Calculate the theoretical volume yield ( In mL ) of oxygen gas produced at STP conditions, when 0.920 g of \( \mathrm{KClO}_{3} \) decomposes. Show all work and circle your correctly rounded answer. Report your answer to 3 sf .

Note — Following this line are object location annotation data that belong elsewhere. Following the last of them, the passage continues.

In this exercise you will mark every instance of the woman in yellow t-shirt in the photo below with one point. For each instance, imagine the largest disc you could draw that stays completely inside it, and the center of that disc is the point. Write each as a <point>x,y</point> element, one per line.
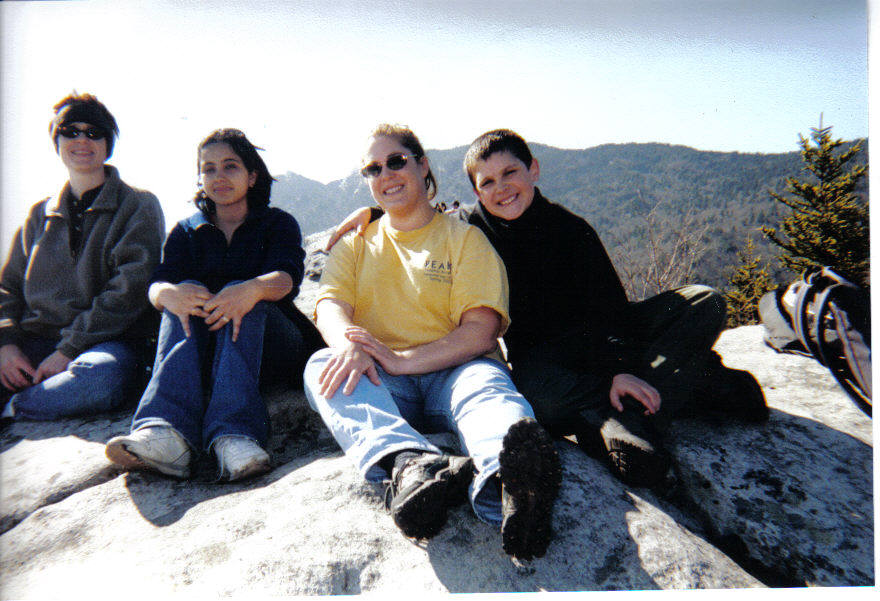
<point>416,304</point>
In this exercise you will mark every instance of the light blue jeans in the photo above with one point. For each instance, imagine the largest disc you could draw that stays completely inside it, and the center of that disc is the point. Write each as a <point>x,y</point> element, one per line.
<point>98,380</point>
<point>477,401</point>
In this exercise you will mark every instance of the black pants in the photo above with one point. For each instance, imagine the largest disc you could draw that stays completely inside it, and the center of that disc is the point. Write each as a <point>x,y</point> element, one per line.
<point>672,337</point>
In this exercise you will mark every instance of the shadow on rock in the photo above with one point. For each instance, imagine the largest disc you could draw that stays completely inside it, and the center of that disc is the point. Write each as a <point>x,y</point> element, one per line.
<point>607,537</point>
<point>792,498</point>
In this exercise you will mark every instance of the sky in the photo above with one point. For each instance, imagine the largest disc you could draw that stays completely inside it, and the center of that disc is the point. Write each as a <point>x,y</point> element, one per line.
<point>308,80</point>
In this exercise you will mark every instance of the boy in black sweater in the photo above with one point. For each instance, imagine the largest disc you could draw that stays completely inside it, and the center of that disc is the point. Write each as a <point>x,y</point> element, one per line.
<point>591,363</point>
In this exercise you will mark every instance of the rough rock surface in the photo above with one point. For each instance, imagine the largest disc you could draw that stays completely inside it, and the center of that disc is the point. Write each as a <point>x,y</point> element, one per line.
<point>787,503</point>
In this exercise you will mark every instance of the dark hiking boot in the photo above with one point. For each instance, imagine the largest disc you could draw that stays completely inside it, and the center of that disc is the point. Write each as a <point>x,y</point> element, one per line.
<point>735,393</point>
<point>421,490</point>
<point>530,479</point>
<point>628,442</point>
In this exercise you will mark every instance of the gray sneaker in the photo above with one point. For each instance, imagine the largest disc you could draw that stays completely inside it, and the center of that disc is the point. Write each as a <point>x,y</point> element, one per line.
<point>239,457</point>
<point>158,448</point>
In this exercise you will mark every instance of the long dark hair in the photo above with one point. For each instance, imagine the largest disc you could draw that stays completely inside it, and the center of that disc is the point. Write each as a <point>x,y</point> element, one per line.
<point>258,194</point>
<point>406,138</point>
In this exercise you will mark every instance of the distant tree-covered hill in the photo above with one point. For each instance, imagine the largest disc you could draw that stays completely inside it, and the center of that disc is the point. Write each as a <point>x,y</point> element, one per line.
<point>632,194</point>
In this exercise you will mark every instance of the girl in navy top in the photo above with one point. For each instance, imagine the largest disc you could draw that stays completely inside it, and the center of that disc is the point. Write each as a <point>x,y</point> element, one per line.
<point>226,286</point>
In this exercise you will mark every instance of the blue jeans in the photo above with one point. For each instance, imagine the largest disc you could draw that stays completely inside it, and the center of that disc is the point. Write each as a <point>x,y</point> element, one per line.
<point>476,400</point>
<point>98,380</point>
<point>204,400</point>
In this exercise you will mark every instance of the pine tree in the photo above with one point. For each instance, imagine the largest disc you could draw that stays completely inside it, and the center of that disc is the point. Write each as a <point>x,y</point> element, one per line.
<point>748,283</point>
<point>828,223</point>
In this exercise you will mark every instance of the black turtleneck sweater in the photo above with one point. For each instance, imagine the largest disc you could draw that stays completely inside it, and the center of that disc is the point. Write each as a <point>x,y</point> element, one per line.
<point>565,296</point>
<point>561,278</point>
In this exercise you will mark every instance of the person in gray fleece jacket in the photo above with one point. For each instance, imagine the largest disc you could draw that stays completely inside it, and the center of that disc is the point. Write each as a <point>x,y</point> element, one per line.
<point>73,290</point>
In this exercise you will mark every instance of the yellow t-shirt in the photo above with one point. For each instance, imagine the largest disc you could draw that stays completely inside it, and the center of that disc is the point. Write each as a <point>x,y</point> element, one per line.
<point>411,288</point>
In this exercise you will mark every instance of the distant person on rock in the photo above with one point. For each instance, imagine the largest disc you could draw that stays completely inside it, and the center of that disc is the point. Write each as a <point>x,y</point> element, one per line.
<point>416,305</point>
<point>74,320</point>
<point>590,362</point>
<point>225,287</point>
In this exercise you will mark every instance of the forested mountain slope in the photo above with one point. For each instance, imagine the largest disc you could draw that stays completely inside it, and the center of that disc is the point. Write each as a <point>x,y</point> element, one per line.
<point>639,197</point>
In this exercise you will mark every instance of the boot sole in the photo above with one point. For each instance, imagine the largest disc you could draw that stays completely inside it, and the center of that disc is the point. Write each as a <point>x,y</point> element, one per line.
<point>255,469</point>
<point>635,467</point>
<point>118,453</point>
<point>423,512</point>
<point>531,474</point>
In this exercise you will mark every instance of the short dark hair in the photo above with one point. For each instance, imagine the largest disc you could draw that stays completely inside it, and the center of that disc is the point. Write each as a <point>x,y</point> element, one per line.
<point>497,140</point>
<point>84,108</point>
<point>406,138</point>
<point>258,194</point>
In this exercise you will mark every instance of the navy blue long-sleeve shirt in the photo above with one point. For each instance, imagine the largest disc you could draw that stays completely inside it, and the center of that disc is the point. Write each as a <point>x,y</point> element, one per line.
<point>268,240</point>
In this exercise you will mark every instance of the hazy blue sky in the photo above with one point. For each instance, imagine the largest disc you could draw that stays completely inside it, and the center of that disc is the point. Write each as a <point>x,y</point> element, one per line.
<point>308,80</point>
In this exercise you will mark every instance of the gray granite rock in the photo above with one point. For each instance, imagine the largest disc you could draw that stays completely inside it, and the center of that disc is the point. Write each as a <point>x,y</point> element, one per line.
<point>794,494</point>
<point>790,500</point>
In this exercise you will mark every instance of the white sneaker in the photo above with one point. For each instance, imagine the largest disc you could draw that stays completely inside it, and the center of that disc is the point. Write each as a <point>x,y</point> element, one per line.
<point>158,448</point>
<point>240,457</point>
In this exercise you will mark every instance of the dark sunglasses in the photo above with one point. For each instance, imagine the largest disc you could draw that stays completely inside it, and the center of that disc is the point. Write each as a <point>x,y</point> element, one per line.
<point>395,162</point>
<point>71,132</point>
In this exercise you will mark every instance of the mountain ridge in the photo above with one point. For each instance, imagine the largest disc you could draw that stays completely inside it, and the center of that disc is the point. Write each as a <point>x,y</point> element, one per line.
<point>623,190</point>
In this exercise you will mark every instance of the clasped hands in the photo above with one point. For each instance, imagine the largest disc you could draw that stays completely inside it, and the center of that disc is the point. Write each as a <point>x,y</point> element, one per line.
<point>16,371</point>
<point>357,358</point>
<point>629,385</point>
<point>229,305</point>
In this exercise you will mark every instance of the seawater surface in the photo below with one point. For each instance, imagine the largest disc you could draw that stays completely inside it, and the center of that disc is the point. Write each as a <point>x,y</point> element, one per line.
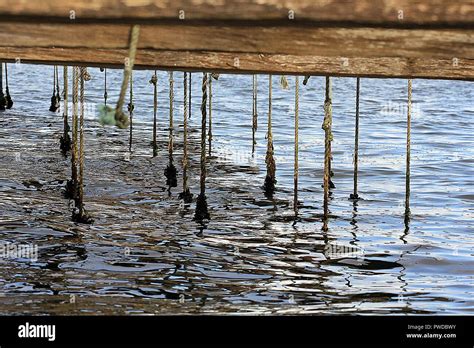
<point>145,254</point>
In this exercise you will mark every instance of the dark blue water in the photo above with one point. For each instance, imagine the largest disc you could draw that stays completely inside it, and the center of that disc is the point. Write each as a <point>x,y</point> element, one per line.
<point>145,254</point>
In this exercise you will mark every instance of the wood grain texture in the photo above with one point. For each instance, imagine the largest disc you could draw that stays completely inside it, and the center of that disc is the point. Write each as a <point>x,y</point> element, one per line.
<point>352,12</point>
<point>296,40</point>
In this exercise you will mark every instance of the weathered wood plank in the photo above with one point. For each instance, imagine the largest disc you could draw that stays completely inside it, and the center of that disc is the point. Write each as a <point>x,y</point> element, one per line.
<point>250,62</point>
<point>440,13</point>
<point>295,40</point>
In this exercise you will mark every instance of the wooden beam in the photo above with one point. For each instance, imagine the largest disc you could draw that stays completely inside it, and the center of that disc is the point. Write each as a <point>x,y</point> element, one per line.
<point>462,69</point>
<point>293,40</point>
<point>380,52</point>
<point>438,13</point>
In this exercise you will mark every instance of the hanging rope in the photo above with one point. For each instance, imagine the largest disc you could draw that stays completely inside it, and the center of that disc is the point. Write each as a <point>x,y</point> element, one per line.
<point>354,195</point>
<point>270,180</point>
<point>154,81</point>
<point>71,185</point>
<point>201,203</point>
<point>130,110</point>
<point>121,118</point>
<point>170,171</point>
<point>105,86</point>
<point>210,114</point>
<point>3,101</point>
<point>186,196</point>
<point>327,143</point>
<point>407,176</point>
<point>65,141</point>
<point>190,93</point>
<point>297,108</point>
<point>7,90</point>
<point>254,113</point>
<point>54,107</point>
<point>80,214</point>
<point>58,97</point>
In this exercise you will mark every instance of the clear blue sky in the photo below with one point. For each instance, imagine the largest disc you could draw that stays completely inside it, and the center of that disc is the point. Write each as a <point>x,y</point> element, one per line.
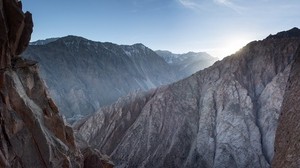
<point>219,27</point>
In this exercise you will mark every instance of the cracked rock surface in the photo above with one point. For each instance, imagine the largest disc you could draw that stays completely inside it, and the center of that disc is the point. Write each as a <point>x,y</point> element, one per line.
<point>223,116</point>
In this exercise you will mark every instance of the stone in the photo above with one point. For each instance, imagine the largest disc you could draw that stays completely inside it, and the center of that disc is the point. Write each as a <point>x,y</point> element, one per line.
<point>223,116</point>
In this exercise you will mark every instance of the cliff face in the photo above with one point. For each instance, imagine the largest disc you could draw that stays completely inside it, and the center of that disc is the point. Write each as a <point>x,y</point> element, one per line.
<point>287,146</point>
<point>223,116</point>
<point>32,132</point>
<point>84,75</point>
<point>188,63</point>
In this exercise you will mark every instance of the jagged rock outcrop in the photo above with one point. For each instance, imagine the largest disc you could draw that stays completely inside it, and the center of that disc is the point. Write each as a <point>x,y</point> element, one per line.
<point>188,63</point>
<point>32,131</point>
<point>84,75</point>
<point>223,116</point>
<point>287,146</point>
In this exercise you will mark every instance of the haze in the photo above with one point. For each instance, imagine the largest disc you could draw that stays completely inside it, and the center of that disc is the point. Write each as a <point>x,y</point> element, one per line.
<point>219,27</point>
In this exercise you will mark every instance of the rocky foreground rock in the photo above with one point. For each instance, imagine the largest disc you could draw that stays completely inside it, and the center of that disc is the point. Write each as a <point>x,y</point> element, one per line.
<point>32,131</point>
<point>223,116</point>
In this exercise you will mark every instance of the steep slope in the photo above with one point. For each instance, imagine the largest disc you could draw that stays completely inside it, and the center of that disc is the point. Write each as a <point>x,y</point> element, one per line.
<point>32,131</point>
<point>223,116</point>
<point>188,63</point>
<point>287,146</point>
<point>83,75</point>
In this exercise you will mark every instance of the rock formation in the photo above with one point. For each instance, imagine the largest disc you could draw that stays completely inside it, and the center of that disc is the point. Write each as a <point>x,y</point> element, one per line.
<point>188,63</point>
<point>32,132</point>
<point>83,75</point>
<point>287,146</point>
<point>223,116</point>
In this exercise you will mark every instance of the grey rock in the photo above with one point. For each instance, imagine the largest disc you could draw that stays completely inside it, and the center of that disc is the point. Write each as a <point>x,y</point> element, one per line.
<point>223,116</point>
<point>188,63</point>
<point>83,75</point>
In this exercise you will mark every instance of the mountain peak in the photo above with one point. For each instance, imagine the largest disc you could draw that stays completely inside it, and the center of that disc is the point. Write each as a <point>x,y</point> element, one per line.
<point>292,33</point>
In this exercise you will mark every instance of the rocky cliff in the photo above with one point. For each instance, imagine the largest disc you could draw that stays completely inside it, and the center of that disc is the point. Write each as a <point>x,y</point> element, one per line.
<point>188,63</point>
<point>32,132</point>
<point>84,75</point>
<point>223,116</point>
<point>287,146</point>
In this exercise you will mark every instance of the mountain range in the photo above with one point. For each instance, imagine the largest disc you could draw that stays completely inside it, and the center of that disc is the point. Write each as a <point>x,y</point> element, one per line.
<point>83,76</point>
<point>223,116</point>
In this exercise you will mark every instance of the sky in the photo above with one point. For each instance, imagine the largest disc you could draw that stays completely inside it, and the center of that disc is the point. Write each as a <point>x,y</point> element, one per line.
<point>219,27</point>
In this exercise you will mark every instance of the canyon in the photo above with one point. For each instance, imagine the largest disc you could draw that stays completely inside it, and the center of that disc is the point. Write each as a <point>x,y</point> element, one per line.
<point>84,75</point>
<point>223,116</point>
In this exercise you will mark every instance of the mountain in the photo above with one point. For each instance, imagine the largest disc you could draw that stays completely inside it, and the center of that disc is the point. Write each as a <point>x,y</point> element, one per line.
<point>84,75</point>
<point>188,63</point>
<point>43,42</point>
<point>287,145</point>
<point>223,116</point>
<point>32,131</point>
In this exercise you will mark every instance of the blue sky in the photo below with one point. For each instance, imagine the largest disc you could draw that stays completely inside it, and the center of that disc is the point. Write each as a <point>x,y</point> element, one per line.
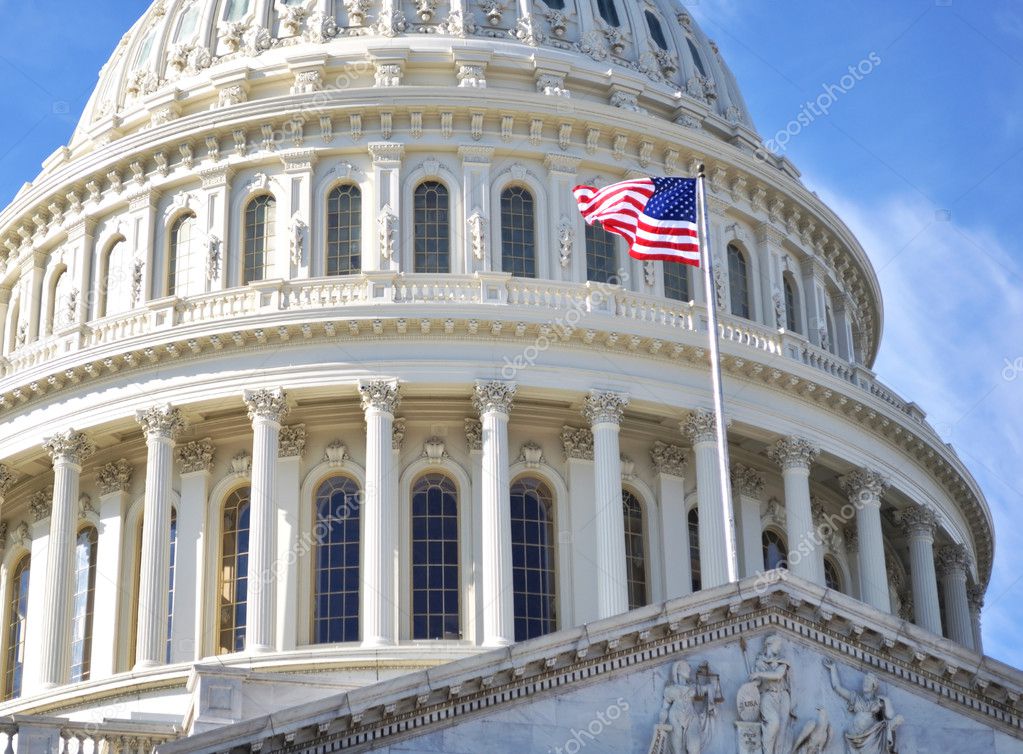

To calculate the theoretical volume yield of oxygen gas (O₂) produced from the decomposition of potassium chlorate (\( \mathrm{KClO}_{3} \)), we first need to look at the balanced chemical reaction: \[ 2 \, \mathrm{KClO}_{3}(s) \rightarrow 2 \, \mathrm{KCl}(s) + 3 \, \mathrm{O}_{2}(g) \] 1. **Calculate the molar mass of \( \mathrm{KClO}_{3} \)**: - Potassium (K) = 39.10 g/mol - Chlorine (Cl) = 35.45 g/mol - Oxygen (O) = 16.00 g/mol × 3 = 48.00 g/mol Molar mass of \( \mathrm{KClO}_{3} = 39.10 + 35.45 + 48.00 = 122.55 \, \mathrm{g/mol} \) 2. **Calculate the number of moles of \( \mathrm{KClO}_{3} \)**: \[ \text{Moles of } \mathrm{KClO}_{3} = \frac{0.920 \, \mathrm{g}}{122.55 \, \mathrm{g/mol}} = 0.00751 \, \mathrm{mol} \] 3. **Use the stoichiometry of the reaction**: - According to the balanced equation, 2 moles of \( \mathrm{KClO}_{3} \) produce 3 moles of \( \mathrm{O}_{2} \). - Thus, the moles of \( \mathrm{O}_{2} \) produced from 0.00751 moles of \( \mathrm{KClO}_{3} \) can be calculated as follows: \[ \text{Moles of } \mathrm{O}_{2} = \frac{3 \, \mathrm{moles} \, \mathrm{O}_{2}}{2 \, \mathrm{moles} \, \mathrm{KClO}_{3}} \times 0.00751 \, \mathrm{mol KClO}_{3} = 0.01126 \, \mathrm{mol O}_{2} \] 4. **Calculate the volume of \( \mathrm{O}_{2} \) at STP**: - Under standard temperature and pressure (STP), 1 mole of any ideal gas occupies 22.4 liters, or 22,400 mL. \[ \text{Volume of } \mathrm{O}_{2} = 0.01126 \, \mathrm{mol} \times 22400 \, \mathrm{mL/mol} = 252.78 \, \mathrm{mL} \] 5. **Rounded to three significant figures**: \[ \text{Volume of } \mathrm{O}_{2} \approx 253 \, \mathrm{mL} \] The theoretical volume yield of oxygen gas produced at STP when 0.920 g of \( \mathrm{KClO}_{3} \) decomposes is \(\mathbf{253 \, mL}\).